18. Some Ships Dock At Ward Cove
If you book with Norwegian, and your cruise itinerary includes Ketchikan, you’ll dock in Ward Cove. Norwegian Cruise Lines developed Ward Cove as a stand-alone alternative to docking downtown.
Located seven miles north of Ketchikan, cruise passengers need to catch a shuttle to access tours, shopping, and attractions in town.
If you want to walk off your vessel and explore the downtown area, think twice about booking with Norwegian. However, Ward Cove might be the perfect dock if you love the wilderness and prefer a remote location.
Ward Cove was opened in 2021. While still relatively new, the cruise line will develop the area, add more amenities and offer more stand-alone tours as time passes. You could say it’s Alaska’s version of a CocoCay or Great Stirrup Cay.
Cruise guests have mixed opinions on docking in Ward Cove. If you want to avoid the added burden of taking a shuttle bus to and from town, you’ll need to pick a different itinerary or another cruise line.
19. Prepare To Go Over Budget
You may need to double your budget for an Alaskan cruise. Even if you find a cheap deal, the expensive excursions will blow your initial allowance.

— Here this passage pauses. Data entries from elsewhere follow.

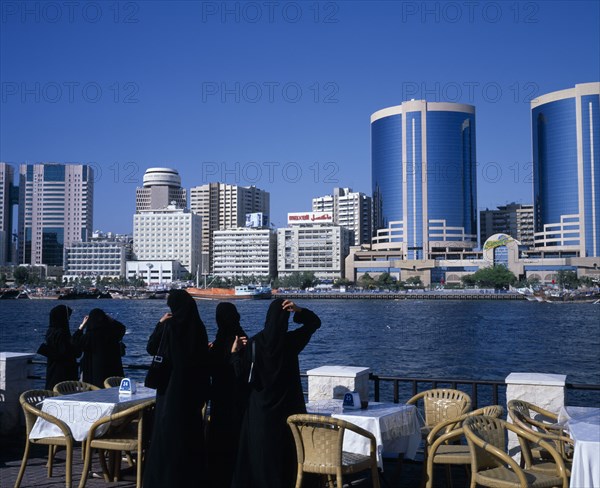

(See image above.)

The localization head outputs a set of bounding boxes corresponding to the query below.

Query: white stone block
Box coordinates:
[307,365,369,401]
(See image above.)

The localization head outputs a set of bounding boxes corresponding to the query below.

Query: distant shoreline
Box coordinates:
[273,291,525,300]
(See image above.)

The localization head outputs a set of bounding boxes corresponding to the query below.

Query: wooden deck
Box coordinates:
[0,433,469,488]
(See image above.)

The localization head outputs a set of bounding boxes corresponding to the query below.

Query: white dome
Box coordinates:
[143,168,181,187]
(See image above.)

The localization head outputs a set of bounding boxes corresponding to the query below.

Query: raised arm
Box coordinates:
[286,306,321,354]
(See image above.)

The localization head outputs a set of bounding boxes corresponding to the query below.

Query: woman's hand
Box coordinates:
[231,336,248,353]
[159,312,173,322]
[79,315,90,330]
[281,300,302,312]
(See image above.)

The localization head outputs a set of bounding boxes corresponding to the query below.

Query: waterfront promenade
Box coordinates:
[0,432,469,488]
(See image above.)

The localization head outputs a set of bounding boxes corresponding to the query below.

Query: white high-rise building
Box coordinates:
[133,205,202,274]
[19,163,94,266]
[135,168,187,212]
[312,188,372,246]
[63,240,131,280]
[213,227,277,278]
[190,183,270,274]
[277,212,351,280]
[0,163,15,266]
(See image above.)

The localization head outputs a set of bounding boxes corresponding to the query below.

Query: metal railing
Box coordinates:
[28,359,600,409]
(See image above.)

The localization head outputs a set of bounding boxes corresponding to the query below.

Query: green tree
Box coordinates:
[556,269,580,290]
[333,278,352,287]
[13,266,29,286]
[406,276,423,287]
[377,271,396,289]
[358,273,375,290]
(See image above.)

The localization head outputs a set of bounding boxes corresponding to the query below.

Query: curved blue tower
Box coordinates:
[531,83,600,257]
[371,100,477,259]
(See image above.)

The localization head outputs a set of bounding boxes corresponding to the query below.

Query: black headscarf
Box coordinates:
[210,302,247,361]
[48,305,73,331]
[167,290,208,354]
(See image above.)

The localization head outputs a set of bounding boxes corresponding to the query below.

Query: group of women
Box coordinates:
[144,290,321,488]
[38,305,125,390]
[39,290,321,488]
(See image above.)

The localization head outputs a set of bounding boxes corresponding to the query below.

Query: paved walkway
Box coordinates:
[0,435,469,488]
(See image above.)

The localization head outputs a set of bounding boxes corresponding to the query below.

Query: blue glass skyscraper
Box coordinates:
[531,83,600,257]
[371,100,477,259]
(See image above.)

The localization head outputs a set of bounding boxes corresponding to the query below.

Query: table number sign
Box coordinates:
[119,378,136,395]
[344,391,360,410]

If you’re flying from Australia, Asia, or Eastern European, chances are, you’re making this trip once. So, if it’s on your bucket list to ride the White Pass train, spend a day halibut fishing, take a helicopter ride, or go whale watching, do so.
Alaska cruises are notoriously expensive when you factor in all the costs, such as flights, hotels, tours, and cruise extras. Sailing in the peak months (July and August) will cost you significantly more than the shoulder season (April/May and September/October).
If you’re on a budget, you can save money by selecting an older vessel such as the Norwegian Jewel or the Grand Princess.
20. Not All Itineraries Are Created Equal
While many ships sail to Alaska with options for different embarkation ports, not all itineraries are created equal. Heck, some don’t even visit a glacier!
Before booking your vacation, do your research and decide which ports and glaciers you want to visit. You may prefer a wilderness-based cruise, while others may choose ports with a rich history. No one cruise will suit everyone.
Only some lines go to Glacier Bay, and College Fjord is only included on a one-way itinerary from or to Vancouver.
If you want to add on a land tour or do a self-guided trip to Denali National Park, you’ll need to sail to or from Seward or Whittier.
During the Alaska cruise season, you can find a cruise that includes more than one glacier sighting. Since all vessels have yet to reposition for the Alaska season, you could find a cruise that goes to two glaciers in April or early May. A 2-for-1 deal, that’s something worth booking!